Implemented Apriori and FP growth algorithms with optimisations.
Implemented the FP Growth algorithm to generate closed frequent itemsets at runtime with the merging strategy optimisation as : push right the branches that have been mined for a particular item say p, i.e. push these branches to the remaining branch(es)of the FP-tree as it can be time and space consuming to generate numerous conditional pattern bases.
Implemented the Apriori algorithm to generate closed frequent itemsets at runtime using two optimisations strategies: Hash-based technique and Partitioning.

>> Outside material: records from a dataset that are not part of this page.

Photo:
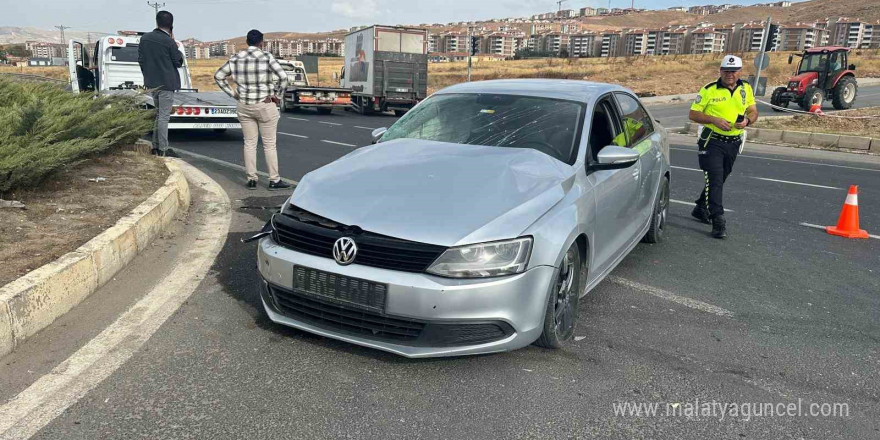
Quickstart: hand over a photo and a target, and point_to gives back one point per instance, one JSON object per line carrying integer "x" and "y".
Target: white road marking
{"x": 669, "y": 296}
{"x": 810, "y": 225}
{"x": 685, "y": 168}
{"x": 50, "y": 395}
{"x": 293, "y": 135}
{"x": 228, "y": 164}
{"x": 876, "y": 170}
{"x": 338, "y": 143}
{"x": 796, "y": 183}
{"x": 682, "y": 202}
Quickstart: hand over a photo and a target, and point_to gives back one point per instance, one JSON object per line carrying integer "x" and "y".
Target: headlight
{"x": 484, "y": 260}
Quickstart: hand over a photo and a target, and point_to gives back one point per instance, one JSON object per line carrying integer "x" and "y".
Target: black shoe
{"x": 275, "y": 186}
{"x": 701, "y": 214}
{"x": 719, "y": 227}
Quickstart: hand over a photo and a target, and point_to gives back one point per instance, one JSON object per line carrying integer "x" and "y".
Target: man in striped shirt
{"x": 260, "y": 83}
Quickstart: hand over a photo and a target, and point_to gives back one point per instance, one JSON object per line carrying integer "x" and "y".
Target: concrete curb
{"x": 804, "y": 139}
{"x": 32, "y": 302}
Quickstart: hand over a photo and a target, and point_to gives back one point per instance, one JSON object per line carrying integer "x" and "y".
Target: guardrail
{"x": 32, "y": 77}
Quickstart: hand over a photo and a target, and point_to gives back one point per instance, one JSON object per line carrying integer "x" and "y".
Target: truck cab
{"x": 112, "y": 68}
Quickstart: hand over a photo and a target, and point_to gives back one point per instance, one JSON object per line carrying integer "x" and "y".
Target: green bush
{"x": 44, "y": 128}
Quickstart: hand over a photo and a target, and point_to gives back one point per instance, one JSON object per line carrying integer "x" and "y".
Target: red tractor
{"x": 822, "y": 74}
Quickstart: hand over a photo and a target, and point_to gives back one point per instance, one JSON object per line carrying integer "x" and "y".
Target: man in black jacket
{"x": 160, "y": 58}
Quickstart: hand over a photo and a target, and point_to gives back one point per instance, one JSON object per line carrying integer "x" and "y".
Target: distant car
{"x": 474, "y": 224}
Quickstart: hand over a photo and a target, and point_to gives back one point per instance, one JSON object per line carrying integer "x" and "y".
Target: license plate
{"x": 341, "y": 289}
{"x": 215, "y": 125}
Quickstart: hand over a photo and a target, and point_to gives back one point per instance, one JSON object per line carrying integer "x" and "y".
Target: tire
{"x": 776, "y": 99}
{"x": 844, "y": 94}
{"x": 812, "y": 96}
{"x": 561, "y": 312}
{"x": 659, "y": 214}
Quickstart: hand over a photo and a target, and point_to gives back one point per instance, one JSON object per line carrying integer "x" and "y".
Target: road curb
{"x": 805, "y": 139}
{"x": 32, "y": 302}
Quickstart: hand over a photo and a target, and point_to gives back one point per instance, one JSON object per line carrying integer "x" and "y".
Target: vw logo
{"x": 344, "y": 251}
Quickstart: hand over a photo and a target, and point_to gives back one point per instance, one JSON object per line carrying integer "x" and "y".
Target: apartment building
{"x": 797, "y": 37}
{"x": 707, "y": 40}
{"x": 611, "y": 44}
{"x": 635, "y": 43}
{"x": 672, "y": 41}
{"x": 584, "y": 45}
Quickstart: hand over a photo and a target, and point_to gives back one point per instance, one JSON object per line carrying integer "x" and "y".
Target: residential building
{"x": 707, "y": 40}
{"x": 611, "y": 44}
{"x": 587, "y": 12}
{"x": 635, "y": 43}
{"x": 797, "y": 37}
{"x": 583, "y": 45}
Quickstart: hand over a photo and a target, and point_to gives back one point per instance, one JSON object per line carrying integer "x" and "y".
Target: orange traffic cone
{"x": 848, "y": 223}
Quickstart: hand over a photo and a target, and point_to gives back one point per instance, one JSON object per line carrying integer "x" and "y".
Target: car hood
{"x": 436, "y": 192}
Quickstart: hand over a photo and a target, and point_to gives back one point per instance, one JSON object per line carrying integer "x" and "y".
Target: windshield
{"x": 814, "y": 63}
{"x": 547, "y": 125}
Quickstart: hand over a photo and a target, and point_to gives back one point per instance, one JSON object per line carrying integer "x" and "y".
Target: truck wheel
{"x": 844, "y": 94}
{"x": 813, "y": 96}
{"x": 776, "y": 99}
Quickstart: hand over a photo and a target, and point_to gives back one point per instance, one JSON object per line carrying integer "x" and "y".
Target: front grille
{"x": 344, "y": 319}
{"x": 305, "y": 232}
{"x": 379, "y": 326}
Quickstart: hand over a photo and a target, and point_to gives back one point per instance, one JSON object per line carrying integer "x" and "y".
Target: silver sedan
{"x": 474, "y": 224}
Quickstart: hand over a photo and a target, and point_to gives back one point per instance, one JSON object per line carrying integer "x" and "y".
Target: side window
{"x": 635, "y": 121}
{"x": 602, "y": 128}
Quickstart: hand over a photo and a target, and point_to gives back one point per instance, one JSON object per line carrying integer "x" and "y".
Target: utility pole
{"x": 62, "y": 28}
{"x": 761, "y": 53}
{"x": 155, "y": 6}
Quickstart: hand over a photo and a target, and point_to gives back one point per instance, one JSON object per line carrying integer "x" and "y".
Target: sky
{"x": 209, "y": 20}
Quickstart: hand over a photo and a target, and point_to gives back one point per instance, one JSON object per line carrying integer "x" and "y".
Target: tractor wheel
{"x": 776, "y": 99}
{"x": 845, "y": 93}
{"x": 813, "y": 96}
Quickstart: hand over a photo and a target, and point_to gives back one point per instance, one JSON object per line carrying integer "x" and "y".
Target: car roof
{"x": 572, "y": 90}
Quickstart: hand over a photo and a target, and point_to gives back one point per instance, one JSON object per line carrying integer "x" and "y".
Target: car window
{"x": 635, "y": 121}
{"x": 603, "y": 130}
{"x": 548, "y": 125}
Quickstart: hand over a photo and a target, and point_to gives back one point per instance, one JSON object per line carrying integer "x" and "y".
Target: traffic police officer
{"x": 725, "y": 108}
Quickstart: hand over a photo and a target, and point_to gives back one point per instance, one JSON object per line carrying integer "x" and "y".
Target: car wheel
{"x": 561, "y": 313}
{"x": 658, "y": 219}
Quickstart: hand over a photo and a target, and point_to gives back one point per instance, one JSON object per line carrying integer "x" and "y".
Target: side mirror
{"x": 614, "y": 157}
{"x": 377, "y": 134}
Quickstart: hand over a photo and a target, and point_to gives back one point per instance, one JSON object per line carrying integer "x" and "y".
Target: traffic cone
{"x": 848, "y": 223}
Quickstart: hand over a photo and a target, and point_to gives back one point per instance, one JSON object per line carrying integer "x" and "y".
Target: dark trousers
{"x": 716, "y": 161}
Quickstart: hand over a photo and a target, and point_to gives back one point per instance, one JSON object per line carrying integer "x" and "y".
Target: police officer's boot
{"x": 701, "y": 214}
{"x": 719, "y": 227}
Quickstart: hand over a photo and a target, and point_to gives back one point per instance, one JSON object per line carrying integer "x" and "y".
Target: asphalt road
{"x": 675, "y": 115}
{"x": 777, "y": 314}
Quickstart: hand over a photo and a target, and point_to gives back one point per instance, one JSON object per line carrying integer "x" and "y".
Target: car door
{"x": 616, "y": 190}
{"x": 641, "y": 136}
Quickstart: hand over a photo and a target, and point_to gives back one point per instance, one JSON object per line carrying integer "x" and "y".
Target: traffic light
{"x": 771, "y": 37}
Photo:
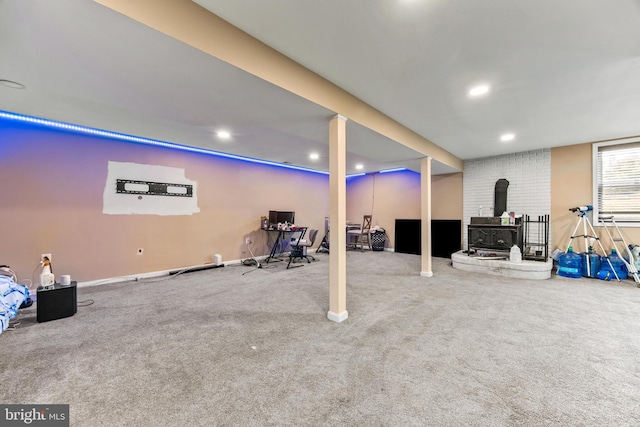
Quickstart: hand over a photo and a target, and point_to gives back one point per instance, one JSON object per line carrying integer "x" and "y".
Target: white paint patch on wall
{"x": 134, "y": 204}
{"x": 529, "y": 191}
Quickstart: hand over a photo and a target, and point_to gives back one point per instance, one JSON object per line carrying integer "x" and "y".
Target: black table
{"x": 277, "y": 247}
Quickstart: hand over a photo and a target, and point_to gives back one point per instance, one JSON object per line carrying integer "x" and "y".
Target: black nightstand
{"x": 56, "y": 302}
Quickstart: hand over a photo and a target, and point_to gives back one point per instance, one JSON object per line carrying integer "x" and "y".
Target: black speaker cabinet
{"x": 446, "y": 237}
{"x": 57, "y": 302}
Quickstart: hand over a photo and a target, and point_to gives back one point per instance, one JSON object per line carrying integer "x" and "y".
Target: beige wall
{"x": 571, "y": 186}
{"x": 52, "y": 189}
{"x": 396, "y": 195}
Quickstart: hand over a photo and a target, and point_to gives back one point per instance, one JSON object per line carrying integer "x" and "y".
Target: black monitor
{"x": 273, "y": 218}
{"x": 286, "y": 216}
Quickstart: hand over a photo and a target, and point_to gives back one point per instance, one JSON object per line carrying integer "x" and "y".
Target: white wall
{"x": 529, "y": 192}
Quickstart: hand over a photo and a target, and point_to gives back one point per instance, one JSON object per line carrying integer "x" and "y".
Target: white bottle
{"x": 515, "y": 255}
{"x": 46, "y": 277}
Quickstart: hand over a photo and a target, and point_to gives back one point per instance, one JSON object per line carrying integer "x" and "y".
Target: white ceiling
{"x": 561, "y": 73}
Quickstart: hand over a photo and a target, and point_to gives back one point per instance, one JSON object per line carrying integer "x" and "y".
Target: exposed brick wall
{"x": 529, "y": 192}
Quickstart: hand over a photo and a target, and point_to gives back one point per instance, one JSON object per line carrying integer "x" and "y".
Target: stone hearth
{"x": 503, "y": 267}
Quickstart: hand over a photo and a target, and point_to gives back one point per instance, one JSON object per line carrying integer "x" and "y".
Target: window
{"x": 616, "y": 181}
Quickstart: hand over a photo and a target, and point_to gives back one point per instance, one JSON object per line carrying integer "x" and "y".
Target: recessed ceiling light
{"x": 478, "y": 90}
{"x": 11, "y": 84}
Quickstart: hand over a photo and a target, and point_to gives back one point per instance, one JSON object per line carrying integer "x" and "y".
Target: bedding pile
{"x": 12, "y": 296}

When scanning each transaction in the database to generate the frequent 1-itemsets , we can generate all the 2-itemsets for each transaction, hash (i.e., map) them into the different buckets of a hash table structure, and increase the corresponding bucket counts. A 2-itemset with a corresponding bucket count in the hash table that is below the support threshold cannot be frequent and thus is removed from the candidate set.
Distributed and Parallel algorithms for apriori based frequent itemset mining obey a rule : If the database D is divided into n partitions and frequent itemset mining is performed in each of them individually, any itemset that is potentially frequent with respect to D must occur as a frequent itemset in at least one of those n partitions. Now the algorithm can be on each of those partitions in parallel and all the local frequent itemsets generated can be checked for being globally frequent by a scan of the database again.